A outra lição é sobre dívida técnica como decisão de negócio, não como pecado. Nem toda dívida é ruim. A dívida que você contrai consciente, anota e cobra de volta no prazo é alavanca. A que você contrai sem perceber, espalhada em mil decisões pequenas que ninguém documentou, é a que te quebra. O trabalho do líder técnico é separar uma da outra e ter a coragem de defender a primeira na frente do board.

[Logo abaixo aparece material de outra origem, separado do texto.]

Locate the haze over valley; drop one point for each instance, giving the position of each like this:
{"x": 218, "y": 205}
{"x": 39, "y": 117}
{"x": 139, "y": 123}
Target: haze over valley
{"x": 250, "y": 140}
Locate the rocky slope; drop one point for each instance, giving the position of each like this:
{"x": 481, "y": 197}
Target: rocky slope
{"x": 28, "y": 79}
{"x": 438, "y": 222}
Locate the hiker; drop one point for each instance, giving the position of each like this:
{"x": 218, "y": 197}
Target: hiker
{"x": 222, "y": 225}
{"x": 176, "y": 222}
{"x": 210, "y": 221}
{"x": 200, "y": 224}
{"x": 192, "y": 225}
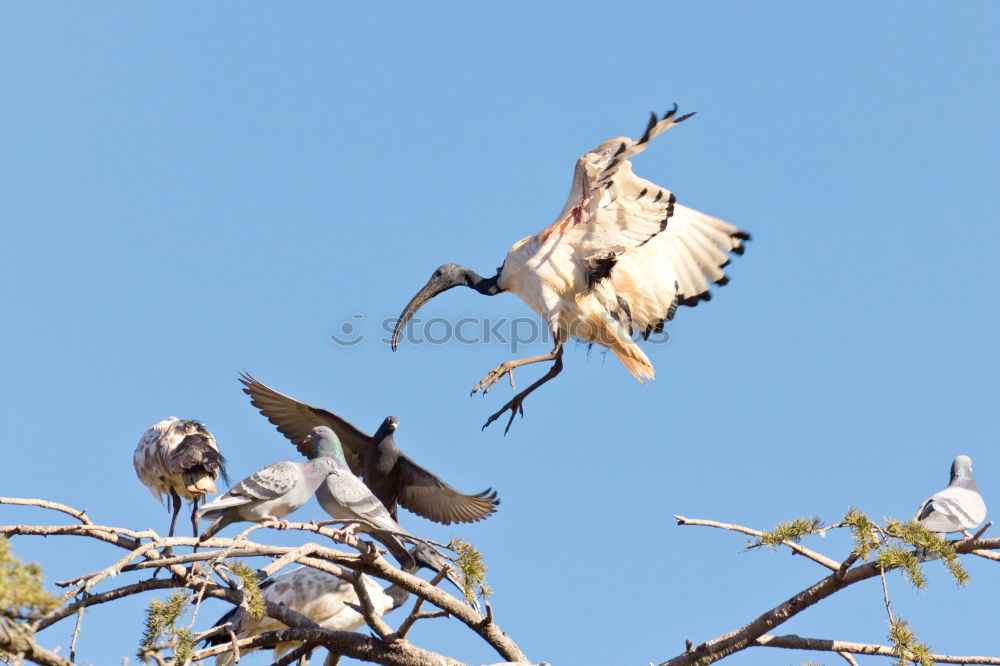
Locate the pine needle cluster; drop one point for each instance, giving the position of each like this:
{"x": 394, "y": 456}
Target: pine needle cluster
{"x": 472, "y": 567}
{"x": 161, "y": 626}
{"x": 253, "y": 600}
{"x": 908, "y": 648}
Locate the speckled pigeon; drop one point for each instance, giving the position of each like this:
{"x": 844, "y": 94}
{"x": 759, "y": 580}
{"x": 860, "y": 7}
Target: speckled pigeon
{"x": 345, "y": 497}
{"x": 957, "y": 508}
{"x": 268, "y": 494}
{"x": 391, "y": 475}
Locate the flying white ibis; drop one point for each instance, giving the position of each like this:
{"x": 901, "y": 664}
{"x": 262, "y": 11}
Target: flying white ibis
{"x": 616, "y": 263}
{"x": 180, "y": 459}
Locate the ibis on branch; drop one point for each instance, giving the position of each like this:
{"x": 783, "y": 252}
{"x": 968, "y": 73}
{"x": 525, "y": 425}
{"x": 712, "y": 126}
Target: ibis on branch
{"x": 179, "y": 458}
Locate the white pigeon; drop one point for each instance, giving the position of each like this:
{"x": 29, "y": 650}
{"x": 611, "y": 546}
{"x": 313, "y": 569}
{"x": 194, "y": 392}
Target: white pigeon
{"x": 268, "y": 494}
{"x": 320, "y": 596}
{"x": 180, "y": 459}
{"x": 957, "y": 508}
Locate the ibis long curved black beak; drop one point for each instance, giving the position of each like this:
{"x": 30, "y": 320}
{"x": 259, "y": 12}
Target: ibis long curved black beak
{"x": 438, "y": 283}
{"x": 443, "y": 279}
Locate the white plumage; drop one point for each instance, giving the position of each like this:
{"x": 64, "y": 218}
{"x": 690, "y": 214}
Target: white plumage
{"x": 621, "y": 256}
{"x": 320, "y": 596}
{"x": 179, "y": 459}
{"x": 616, "y": 263}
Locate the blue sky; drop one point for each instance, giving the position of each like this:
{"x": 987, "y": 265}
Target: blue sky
{"x": 190, "y": 191}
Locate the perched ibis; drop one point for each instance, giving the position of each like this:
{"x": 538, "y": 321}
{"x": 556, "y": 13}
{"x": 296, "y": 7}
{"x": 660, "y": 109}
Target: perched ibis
{"x": 326, "y": 599}
{"x": 615, "y": 264}
{"x": 268, "y": 494}
{"x": 180, "y": 459}
{"x": 957, "y": 508}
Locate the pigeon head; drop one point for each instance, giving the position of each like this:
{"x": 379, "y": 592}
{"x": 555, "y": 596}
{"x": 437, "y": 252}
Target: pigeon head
{"x": 388, "y": 427}
{"x": 325, "y": 444}
{"x": 961, "y": 472}
{"x": 324, "y": 465}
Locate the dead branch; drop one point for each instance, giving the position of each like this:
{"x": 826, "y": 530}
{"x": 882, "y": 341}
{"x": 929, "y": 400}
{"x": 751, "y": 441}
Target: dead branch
{"x": 793, "y": 642}
{"x": 45, "y": 504}
{"x": 145, "y": 551}
{"x": 833, "y": 565}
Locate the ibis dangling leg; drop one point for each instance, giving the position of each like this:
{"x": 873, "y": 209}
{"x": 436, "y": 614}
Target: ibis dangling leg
{"x": 176, "y": 501}
{"x": 515, "y": 406}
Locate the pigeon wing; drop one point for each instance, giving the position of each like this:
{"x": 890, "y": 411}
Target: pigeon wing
{"x": 295, "y": 419}
{"x": 428, "y": 496}
{"x": 269, "y": 483}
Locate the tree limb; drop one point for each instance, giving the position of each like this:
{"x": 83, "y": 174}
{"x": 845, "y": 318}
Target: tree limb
{"x": 744, "y": 637}
{"x": 833, "y": 565}
{"x": 793, "y": 642}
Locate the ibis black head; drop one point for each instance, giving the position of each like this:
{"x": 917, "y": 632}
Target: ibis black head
{"x": 443, "y": 279}
{"x": 387, "y": 428}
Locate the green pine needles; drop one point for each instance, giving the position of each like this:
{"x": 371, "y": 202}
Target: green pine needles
{"x": 908, "y": 648}
{"x": 792, "y": 530}
{"x": 472, "y": 567}
{"x": 253, "y": 600}
{"x": 161, "y": 626}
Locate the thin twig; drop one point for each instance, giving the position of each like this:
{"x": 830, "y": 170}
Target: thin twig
{"x": 76, "y": 634}
{"x": 45, "y": 504}
{"x": 833, "y": 565}
{"x": 415, "y": 613}
{"x": 848, "y": 658}
{"x": 793, "y": 642}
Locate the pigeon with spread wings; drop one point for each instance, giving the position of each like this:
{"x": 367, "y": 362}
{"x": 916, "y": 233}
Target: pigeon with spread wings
{"x": 387, "y": 471}
{"x": 616, "y": 263}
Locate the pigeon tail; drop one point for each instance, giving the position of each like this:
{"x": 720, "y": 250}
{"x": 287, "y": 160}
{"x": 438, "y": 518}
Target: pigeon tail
{"x": 634, "y": 360}
{"x": 396, "y": 549}
{"x": 198, "y": 482}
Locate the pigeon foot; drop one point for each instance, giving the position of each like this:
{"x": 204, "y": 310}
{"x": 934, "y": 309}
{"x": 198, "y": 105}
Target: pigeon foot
{"x": 276, "y": 522}
{"x": 495, "y": 375}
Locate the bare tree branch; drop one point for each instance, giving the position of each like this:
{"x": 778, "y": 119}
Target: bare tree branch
{"x": 833, "y": 565}
{"x": 793, "y": 642}
{"x": 144, "y": 552}
{"x": 17, "y": 639}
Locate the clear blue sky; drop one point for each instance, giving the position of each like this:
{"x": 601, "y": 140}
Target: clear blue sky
{"x": 191, "y": 190}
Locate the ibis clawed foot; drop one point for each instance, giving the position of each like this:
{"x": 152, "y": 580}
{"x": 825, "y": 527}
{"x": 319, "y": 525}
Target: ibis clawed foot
{"x": 496, "y": 374}
{"x": 516, "y": 404}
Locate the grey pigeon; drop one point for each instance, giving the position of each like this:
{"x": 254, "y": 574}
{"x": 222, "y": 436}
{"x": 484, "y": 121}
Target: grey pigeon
{"x": 268, "y": 494}
{"x": 957, "y": 508}
{"x": 392, "y": 476}
{"x": 345, "y": 497}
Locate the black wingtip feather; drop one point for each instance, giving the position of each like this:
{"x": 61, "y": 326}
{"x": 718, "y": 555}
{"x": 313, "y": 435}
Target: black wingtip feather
{"x": 649, "y": 128}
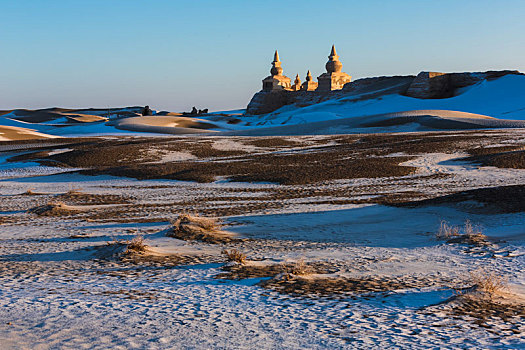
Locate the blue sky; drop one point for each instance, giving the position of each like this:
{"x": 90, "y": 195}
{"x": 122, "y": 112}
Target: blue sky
{"x": 213, "y": 54}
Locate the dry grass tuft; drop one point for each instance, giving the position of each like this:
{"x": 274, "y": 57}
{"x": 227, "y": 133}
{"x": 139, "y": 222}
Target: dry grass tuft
{"x": 136, "y": 245}
{"x": 468, "y": 234}
{"x": 74, "y": 192}
{"x": 235, "y": 256}
{"x": 31, "y": 192}
{"x": 52, "y": 209}
{"x": 488, "y": 284}
{"x": 300, "y": 268}
{"x": 188, "y": 227}
{"x": 447, "y": 231}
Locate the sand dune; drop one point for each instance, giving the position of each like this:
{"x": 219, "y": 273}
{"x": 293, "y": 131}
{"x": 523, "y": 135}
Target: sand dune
{"x": 13, "y": 133}
{"x": 164, "y": 124}
{"x": 417, "y": 120}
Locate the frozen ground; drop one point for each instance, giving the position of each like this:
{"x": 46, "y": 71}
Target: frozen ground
{"x": 64, "y": 286}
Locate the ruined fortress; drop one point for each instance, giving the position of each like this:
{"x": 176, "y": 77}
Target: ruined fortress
{"x": 278, "y": 90}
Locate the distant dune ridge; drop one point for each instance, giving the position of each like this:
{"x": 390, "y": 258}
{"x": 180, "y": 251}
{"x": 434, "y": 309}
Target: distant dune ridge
{"x": 428, "y": 101}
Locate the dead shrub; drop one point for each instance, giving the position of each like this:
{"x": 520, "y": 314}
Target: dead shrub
{"x": 489, "y": 284}
{"x": 300, "y": 268}
{"x": 136, "y": 245}
{"x": 235, "y": 256}
{"x": 468, "y": 234}
{"x": 188, "y": 228}
{"x": 31, "y": 192}
{"x": 447, "y": 231}
{"x": 52, "y": 209}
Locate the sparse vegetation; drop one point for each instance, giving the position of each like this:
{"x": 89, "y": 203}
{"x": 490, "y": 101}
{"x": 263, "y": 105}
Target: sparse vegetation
{"x": 235, "y": 256}
{"x": 300, "y": 268}
{"x": 447, "y": 231}
{"x": 188, "y": 227}
{"x": 136, "y": 245}
{"x": 53, "y": 209}
{"x": 30, "y": 192}
{"x": 468, "y": 234}
{"x": 489, "y": 284}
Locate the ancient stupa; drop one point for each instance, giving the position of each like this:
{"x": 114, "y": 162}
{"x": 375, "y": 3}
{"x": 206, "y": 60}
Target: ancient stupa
{"x": 333, "y": 79}
{"x": 276, "y": 81}
{"x": 309, "y": 85}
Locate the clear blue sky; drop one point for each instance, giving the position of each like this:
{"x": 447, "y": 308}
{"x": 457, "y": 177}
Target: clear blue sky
{"x": 176, "y": 54}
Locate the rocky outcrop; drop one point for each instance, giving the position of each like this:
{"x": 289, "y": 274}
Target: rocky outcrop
{"x": 431, "y": 85}
{"x": 426, "y": 85}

O diferencial não é uma funcionalidade, é o sistema

Quando comparam a Harmo com o mercado, eu gosto de mostrar um número que diz muito: nas oito funcionalidades centrais de GBP, a Harmo cobre as oito. É o tipo de cobertura que só faz sentido quando você construiu infraestrutura, não quando empilhou recursos um sobre o outro. Cada funcionalidade isolada é fácil de copiar. O que é difícil de copiar é a integração que faz as oito conversarem entre si sobre a mesma base de dados.

E o salto dos últimos anos foi a FloraAI, nossa camada de inteligência transversal, já lançada e disponível em todos os planos. Ela não é um módulo à parte que vendemos como add-on, é inteligência rodando por cima de todo o ciclo. Isso só foi possível porque os dados já estavam integrados desde o primeiro dia. A FloraAI é, no fundo, a colheita de uma decisão de arquitetura que tomamos anos antes de existir hype de IA. A gente não construiu a fundação porque sabia que a IA viria assim. A gente construiu a fundação porque dado integrado sempre vale mais que dado disperso, e isso é verdade independente de moda.

Reputação é performance, e isso é mensurável

O que mantém tudo isso de pé não é estética, é resultado. Reputação não é imagem, é performance. A correlação que orienta nosso trabalho mostra isso de forma quase brutal: cada 0,1 estrela a mais se traduz em 8,8% a mais em pedidos de rota. Na prática, ao longo de doze meses, isso aparece como um aumento de 36% nos pedidos de rota para a loja. Quando você consegue ligar uma variável que o time de operação enxerga como subjetiva, a nota, a um número que o CFO enxerga como concreto, gente entrando na loja, a conversa muda de departamento.

É por isso que insisto que a voz do cliente é dado estratégico, não SAC. Todo o trabalho técnico, do pipeline de ingestão à modelagem, do CI/CD à FloraAI, existe para uma coisa só: transformar esse dado em fluxo na porta da loja, de forma mensurável e auditável. Se eu não consigo provar o impacto com número, é estética, e estética não é o que a gente vende.

O que vem agora

Seis anos depois, com mais de 200 clientes confiando na plataforma, eu olho menos para o que construímos e mais para o que essa fundação permite construir agora. Infraestrutura boa é assim: o valor dela não está no que ela já faz, está no que ela torna possível fazer a seguir. A FloraAI é o primeiro grande exemplo disso, e tenho convicção de que não vai ser o último.

Obrigado a todo mundo que escreveu uma linha desse sistema, abriu um chamado às três da manhã, ou brigou comigo numa revisão de arquitetura porque tinha um jeito melhor de fazer. Infraestrutura é coisa de time, e esse time é a melhor coisa que construímos em seis anos. Vamos para o sétimo.